TPC-CLANG compiler is based on the widely used LLVM open-source compiler infrastructure project. The tpc-clang compiler compiles a TPC C programming language (also referred to as TPC C). TPC-C is based on the ISO/IEC 9899:1999 C language specification with TPC-specific extensions and restrictions.
- TPC-CLANG compiler
Create a working directory, and clone the repository. For example the folder '~/habanaTools'.
cd ~/habanaTools
git clone https://github.com/HabanaAI/tpc_llvm.git tpc-llvm
From here on, we assume the root of the source tree is '~/habanaTools/tpc-llvm'.
- cmake must be installed on the build machine.
- cmake version 3.4.3 or higher is required.

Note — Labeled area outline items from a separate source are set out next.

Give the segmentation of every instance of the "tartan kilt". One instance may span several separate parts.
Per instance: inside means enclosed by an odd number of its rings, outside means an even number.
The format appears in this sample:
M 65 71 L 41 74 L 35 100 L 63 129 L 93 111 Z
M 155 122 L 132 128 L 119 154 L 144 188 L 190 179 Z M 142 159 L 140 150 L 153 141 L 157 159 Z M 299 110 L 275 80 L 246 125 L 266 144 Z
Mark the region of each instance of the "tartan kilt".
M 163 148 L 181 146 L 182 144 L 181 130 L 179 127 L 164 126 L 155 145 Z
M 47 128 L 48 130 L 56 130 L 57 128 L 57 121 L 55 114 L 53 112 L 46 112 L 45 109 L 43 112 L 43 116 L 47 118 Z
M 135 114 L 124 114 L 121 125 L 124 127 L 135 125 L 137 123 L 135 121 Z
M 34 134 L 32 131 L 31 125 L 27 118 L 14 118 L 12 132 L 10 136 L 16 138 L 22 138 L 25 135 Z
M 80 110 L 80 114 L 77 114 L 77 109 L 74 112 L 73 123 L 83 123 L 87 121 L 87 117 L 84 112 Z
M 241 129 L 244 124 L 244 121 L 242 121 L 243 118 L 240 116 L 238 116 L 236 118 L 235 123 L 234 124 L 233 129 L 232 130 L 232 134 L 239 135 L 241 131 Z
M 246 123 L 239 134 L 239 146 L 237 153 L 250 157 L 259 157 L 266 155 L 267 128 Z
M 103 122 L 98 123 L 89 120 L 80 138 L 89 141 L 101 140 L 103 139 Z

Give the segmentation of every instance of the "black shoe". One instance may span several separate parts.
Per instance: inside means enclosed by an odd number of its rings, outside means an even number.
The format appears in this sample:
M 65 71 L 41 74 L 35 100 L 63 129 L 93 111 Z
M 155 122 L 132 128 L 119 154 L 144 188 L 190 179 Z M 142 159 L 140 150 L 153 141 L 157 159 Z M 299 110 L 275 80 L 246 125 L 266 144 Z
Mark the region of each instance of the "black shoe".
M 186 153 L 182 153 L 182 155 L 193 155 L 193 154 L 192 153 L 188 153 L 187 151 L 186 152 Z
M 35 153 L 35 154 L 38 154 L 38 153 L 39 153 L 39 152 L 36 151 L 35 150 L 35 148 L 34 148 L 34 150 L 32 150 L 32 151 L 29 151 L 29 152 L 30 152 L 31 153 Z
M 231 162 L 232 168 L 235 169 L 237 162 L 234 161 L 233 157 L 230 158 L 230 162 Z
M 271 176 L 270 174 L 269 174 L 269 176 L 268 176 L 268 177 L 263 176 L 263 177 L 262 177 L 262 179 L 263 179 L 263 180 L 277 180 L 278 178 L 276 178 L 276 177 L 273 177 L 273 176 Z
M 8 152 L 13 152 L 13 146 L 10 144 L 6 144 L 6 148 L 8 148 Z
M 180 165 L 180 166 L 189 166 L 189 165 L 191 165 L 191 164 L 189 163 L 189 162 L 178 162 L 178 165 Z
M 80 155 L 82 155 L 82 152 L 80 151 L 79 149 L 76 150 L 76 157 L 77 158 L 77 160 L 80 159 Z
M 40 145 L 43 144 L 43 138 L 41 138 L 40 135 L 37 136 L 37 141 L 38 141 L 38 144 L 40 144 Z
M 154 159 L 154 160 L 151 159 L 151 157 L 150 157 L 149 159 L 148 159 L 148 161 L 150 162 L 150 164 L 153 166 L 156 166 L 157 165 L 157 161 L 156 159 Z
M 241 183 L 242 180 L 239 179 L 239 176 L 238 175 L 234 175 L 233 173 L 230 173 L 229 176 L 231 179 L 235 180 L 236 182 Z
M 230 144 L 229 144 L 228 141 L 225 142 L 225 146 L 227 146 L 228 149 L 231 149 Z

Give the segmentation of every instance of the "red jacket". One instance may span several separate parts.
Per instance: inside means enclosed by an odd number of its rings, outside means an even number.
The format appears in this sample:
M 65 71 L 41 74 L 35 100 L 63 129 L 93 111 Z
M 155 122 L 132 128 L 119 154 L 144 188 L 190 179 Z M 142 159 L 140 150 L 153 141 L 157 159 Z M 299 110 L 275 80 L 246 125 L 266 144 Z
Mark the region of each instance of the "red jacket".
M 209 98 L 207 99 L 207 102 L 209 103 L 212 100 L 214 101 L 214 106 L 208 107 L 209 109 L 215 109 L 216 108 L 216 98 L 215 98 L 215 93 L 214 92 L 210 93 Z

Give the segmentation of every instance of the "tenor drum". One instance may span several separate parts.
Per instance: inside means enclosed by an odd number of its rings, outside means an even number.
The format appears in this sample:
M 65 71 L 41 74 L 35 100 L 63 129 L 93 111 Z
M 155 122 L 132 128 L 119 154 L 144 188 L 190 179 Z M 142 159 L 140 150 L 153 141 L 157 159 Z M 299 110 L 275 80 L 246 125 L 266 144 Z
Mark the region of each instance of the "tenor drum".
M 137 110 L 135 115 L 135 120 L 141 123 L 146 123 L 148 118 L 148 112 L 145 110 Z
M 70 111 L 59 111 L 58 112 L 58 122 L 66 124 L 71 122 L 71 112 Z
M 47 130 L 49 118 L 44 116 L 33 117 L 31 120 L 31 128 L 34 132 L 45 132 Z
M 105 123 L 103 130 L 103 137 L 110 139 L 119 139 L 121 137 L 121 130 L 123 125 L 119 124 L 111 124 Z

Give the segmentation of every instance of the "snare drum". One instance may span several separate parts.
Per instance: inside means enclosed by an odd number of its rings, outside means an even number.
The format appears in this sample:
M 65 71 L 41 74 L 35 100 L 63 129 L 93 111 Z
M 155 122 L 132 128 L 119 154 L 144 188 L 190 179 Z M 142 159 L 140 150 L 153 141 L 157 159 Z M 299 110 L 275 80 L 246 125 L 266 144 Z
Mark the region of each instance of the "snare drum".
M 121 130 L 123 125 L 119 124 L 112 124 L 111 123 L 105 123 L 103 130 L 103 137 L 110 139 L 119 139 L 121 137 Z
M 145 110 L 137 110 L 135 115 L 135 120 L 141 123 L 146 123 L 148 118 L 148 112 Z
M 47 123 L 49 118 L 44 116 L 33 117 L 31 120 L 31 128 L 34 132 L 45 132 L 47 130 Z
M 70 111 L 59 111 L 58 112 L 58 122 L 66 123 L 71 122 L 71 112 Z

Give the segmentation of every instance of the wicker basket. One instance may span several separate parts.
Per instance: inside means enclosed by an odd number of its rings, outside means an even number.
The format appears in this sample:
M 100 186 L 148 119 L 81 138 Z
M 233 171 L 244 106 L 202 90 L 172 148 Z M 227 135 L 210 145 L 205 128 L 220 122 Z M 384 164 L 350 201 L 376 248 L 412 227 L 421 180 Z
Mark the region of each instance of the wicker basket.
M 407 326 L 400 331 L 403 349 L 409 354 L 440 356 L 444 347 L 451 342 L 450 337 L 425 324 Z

- [gcc 5.1 | clang 6.0] or higher
- Python 3.6.9 or higher
Create a build directory, for examples '~/habanaTools/build' (the folder can be located anywhere), and enter the folder:
cd ~/habanaTools
mkdir build
cd build
cmake -G "Unix Makefiles" \
-DLLVM_ENABLE_PROJECTS=clang \
-DLLVM_TARGETS_TO_BUILD="TPC" \
-DLLVM_BUILD_EXAMPLES=OFF \
-DLLVM_INCLUDE_EXAMPLES=OFF \
-DCLANG_ENABLE_ARCMT=OFF \
-DCLANG_BUILD_EXAMPLES=OFF \
../tpc-llvm/llvm
Run the build:
make clang llc opt llvm-objdump
The build must finish successfully.
From build directory run:
../tpc-llvm/buildTPC_CLANG.sh
usage: buildTPC_CLANG.sh [options]
options:
-r, --release Build only release build
-j, --jobs <val> Overwrite number of jobs
-h, --help Prints this help
The build must create compiler executable 'tpc-clang' in the directory ~/habanaTools/build/bin'. It is used as usually, for instance, the next invocations may be used to compile source file to an object, ASM or llvm IR respectively:
~/habanaTools/build/bin/tpc-clang ~/habanaTools/tpc-llvm/codeExample/leakyrelu_f32.c -c
~/habanaTools/build/bin/tpc-clang ~/habanaTools/tpc-llvm/codeExample/leakyrelu_f32.c -S
~/habanaTools/build/bin/tpc-clang ~/habanaTools/tpc-llvm/codeExample/leakyrelu_f32.c -S -emit-llvm
- Optimization levels: -O2 and -O0 are maximum and minimum levels supported, -O2 is the default level.
- -O1 turns off HW loops, loop pipelining, and few other optimizations.
- -O0 turns off instruction scheduling and bundling plus pads all instructions with 6 NOPs to ensure results queue is committed to register file before the next instruction executed.
- -march=<name> Architecture switch, currently supported names are "goya", "gaudi"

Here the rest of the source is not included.